Like so many before you the demand for empathy goes in one direction only. You don't even bother to respond to what we say to you.

LightofaSilveryMoon · 20/05/2018 02:45

Moat of us here are concerned with the rights of women and girls.

Pseudonymium · 20/05/2018 02:54

I’m concerned with the rights of all people equally.
I recognise the need for safe female spaces.
I extend the definition of woman to welcome all women and the definition of man to include all men.
I condemn violence in all its forms.

Pseudonymium · 20/05/2018 02:56

I did not want this to turn into a personal attack type forum. I responded and even questioned when I did not understand your posts. Your arguments have not convinced me to become less tolerant.

OnTheList · 20/05/2018 02:57

FFS Pipsicle Bunce had me snorting and

What is pipsicle Bunsen?

Just made me actuallylaugh loud enough to wake DH Blush Grin

thebewilderness · 20/05/2018 03:03

Your arguments have not convinced me to become less tolerant.

In every interaction between men and women the men push constantly to move women's tolerance to submission.
That is what is being done here.

Pseudonymium · 20/05/2018 03:15

Tolerance is not submission.

Tolerance is the ability or willingness to tolerate the existence of opinions or behaviour that one dislikes or disagrees with.

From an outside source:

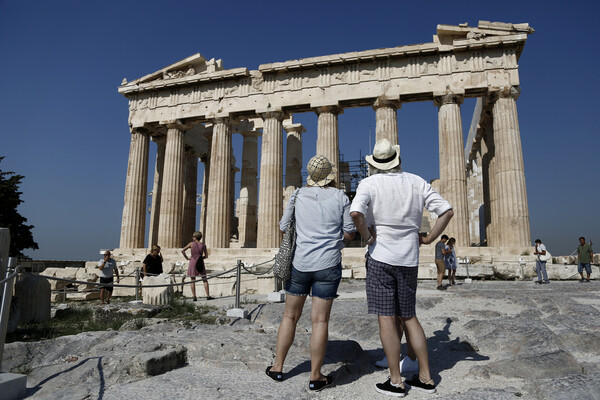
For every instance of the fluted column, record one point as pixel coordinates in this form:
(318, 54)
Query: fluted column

Submission is the action of accepting or yielding to a superior force or to the will or authority of another person.

Don’t submit,

Pseudonymium · 20/05/2018 03:16

Never submit

Pseudonymium · 20/05/2018 03:18

And that goes for our trans sisters too.

LaSqrrl · 20/05/2018 03:18

Did the OP 'plop plop and run'?
Or just switch usernames to Nogods?

Genuine question btw.

thebewilderness · 20/05/2018 03:24

And that goes for our trans sisters too.

Your forced teaming tactics are setting off all my alarms.

LightofaSilveryMoon · 20/05/2018 03:27

Who the fuck are you to decide women's boundaries? Fuck off, I prefer to fight for women's rights to decide their own boundaries.